Sophat
- Author: Rim Kin
- Original title: សូផាត (GD: Sophat)
- Language: Khmer
- Genre: Romance
- Publication date: 1942
- Publication place: Cambodia
- Media type: Print (Paperback)

= Sophat =

Cambodian romance novel by Rim Kin

Sophat (សូផាត /km/) was the first Cambodian romance novel written in 1938 by Rim Kin and was published in 1942. Along with Kolab Pailin and Phka Srapoun, Sophat is widely regarded as the “first” Cambodian novel and is considered one of the three classic novels of Khmer literature, though Tuek Tonle Sap ("The Waters of Tonle Sap"), by Kim Hak had been printed in 1939.

== Context ==
Modern prose started later in Cambodia by comparison with the rest of Southeast Asia. It was only in the 1930s, several years after the installation of a printing-house in Phnom Penh that the new genre came into existence, and Sophat was the first bestseller of its kind.

== Synopsis ==
Suon, a government official in Sisophon, has an affair with an orphan woman called Soya, and she becomes pregnant. Concerned about his career and the wedding his own mother had arranged for him, Suon returns to Phnom Penh and leaves Sorya with a ring which lets her hope for his return, until she dies, and sends their son, Sophat, to learn at the pagoda. The eponymous hero is then sent to further his studies in Phnom Penh where he resides at Wat Ounalom, and befriends Narin, after he defends him from being bullied by others. Narin invites Sophat to come and live at his house, where he meets his adopted sister, Man Yan, which whom he falls in love. One day, Sophat forgets the ring his mother had given him in the bathroom. When the father of Narin sees the ring, he understands Sophat is his son, and as he becomes benevolent towards him. Sophat feels unworthy of such consideration, and flees to become a fisherman, and is presumed by all to be dead, while Man Yan is married to another man, whom she rejects on her wedding day as she jumps into a river, but is saved from drowning by Sophat who was fishing nearby, and the two are married and live happily ever after.

== Analysis ==

=== A milestone of Cambodian literary identity ===
Sophat is a milestone in Cambodian literature, as it integrates classic Khmer literature, such as many proverbs of Krom Ngoy, and it introduces a novel genre which would prove immensely popular well into the 21st century in Cambodia. Parallel to the first Vietnamese novel written in French (Nguyen Phan Long’s Le Roman de Mademoiselle Lys, 1921), the first Cambodian novel in Khmer is also indicative of the construction of Cambodian and Vietnamese identities in relation to one another. Sophat quickly became part of the national literature and even internationally recognized as such. At Yale University in 1972, Khmer language was taught though Khmer reading selections which included folk stories, descriptions of Khmer antiquities, didactic essays, newspaper stories, and only one short novel, Sophat, by Rim Kin.
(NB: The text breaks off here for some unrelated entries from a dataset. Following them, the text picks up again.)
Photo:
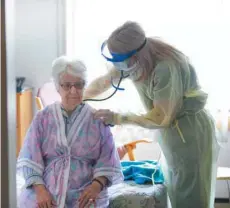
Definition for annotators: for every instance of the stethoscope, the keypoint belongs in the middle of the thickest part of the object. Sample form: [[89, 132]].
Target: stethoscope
[[116, 89]]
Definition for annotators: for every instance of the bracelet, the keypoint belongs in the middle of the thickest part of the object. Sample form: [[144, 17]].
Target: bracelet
[[102, 185]]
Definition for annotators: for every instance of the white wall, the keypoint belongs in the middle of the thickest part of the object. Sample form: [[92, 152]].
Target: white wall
[[40, 37]]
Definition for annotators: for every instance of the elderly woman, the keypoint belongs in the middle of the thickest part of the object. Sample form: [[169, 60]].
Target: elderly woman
[[68, 159]]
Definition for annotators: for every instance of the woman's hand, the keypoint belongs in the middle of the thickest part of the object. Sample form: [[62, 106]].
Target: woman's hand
[[105, 115], [89, 195], [43, 197]]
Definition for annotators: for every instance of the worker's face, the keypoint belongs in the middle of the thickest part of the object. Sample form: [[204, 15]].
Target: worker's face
[[127, 65], [71, 90]]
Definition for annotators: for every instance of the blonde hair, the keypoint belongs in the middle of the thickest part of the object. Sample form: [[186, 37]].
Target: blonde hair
[[131, 36]]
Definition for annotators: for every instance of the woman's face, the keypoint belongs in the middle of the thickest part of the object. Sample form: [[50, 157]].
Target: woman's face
[[71, 90]]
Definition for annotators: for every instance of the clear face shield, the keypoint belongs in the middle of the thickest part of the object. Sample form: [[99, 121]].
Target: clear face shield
[[121, 61]]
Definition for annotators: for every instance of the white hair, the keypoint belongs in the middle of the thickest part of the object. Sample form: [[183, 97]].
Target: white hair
[[63, 64]]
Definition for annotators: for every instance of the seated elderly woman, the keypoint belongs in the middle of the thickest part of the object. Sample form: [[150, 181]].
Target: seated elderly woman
[[68, 158]]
=== A moral criticism of lust and ambition ===
Sophat, impregnated with Buddhist morality, has been republished many times and had a profound influence on the development of literature in Cambodia in the second half of the 20th century. Sometimes naive, but always lucid with regard to the society it describes, it is very characteristic of contemporary Khmer novels which, through often incredible adventures, forcefully denounce the flaws of successive regimes.

=== Women in Cambodian society ===
In a context in which the Chbab Srey was still very influential and taught in both private houses and public schools, Sophat depicts both the repression endured by Cambodian women at that time and the ripple effects that this treatment could have on all of society. This tale begins with the abandonment of a pregnant young woman by the well-to-do, high-ranking father of her unborn child, who goes to Phnom Penh for work. She is left to deliver her baby alone, without any support from relatives. When Man Yan, the adopted daughter of the rich man, falls deeply in love with the poor Sophat, she cannot express this to him because to do so would be unseemly for a woman. She goes on to attempt suicide by jumping into a river on her wedding day, but she is saved from drowning by the poor Sophat who has become a fisherman on that same river.

== Recognition ==
The novel Sophat was written by Rim Kin in 1938 but not published until 1942 due to a lack of publishing facilities in Cambodia at that time. Sophat was eventually published in 1942 by Man-sanh, in Saigon, where it was cheaper than Cambodia to publish books.

Sophat is Rim Kin's most famous novel and one of the classics of modern Cambodian literature. From 1955 to 1975, it was taught in the program of the fifth grade classes in Cambodia schools.

Sophat was later translated by Gérard Groussin and published in French as Sophat by L’Harmattan in 1994.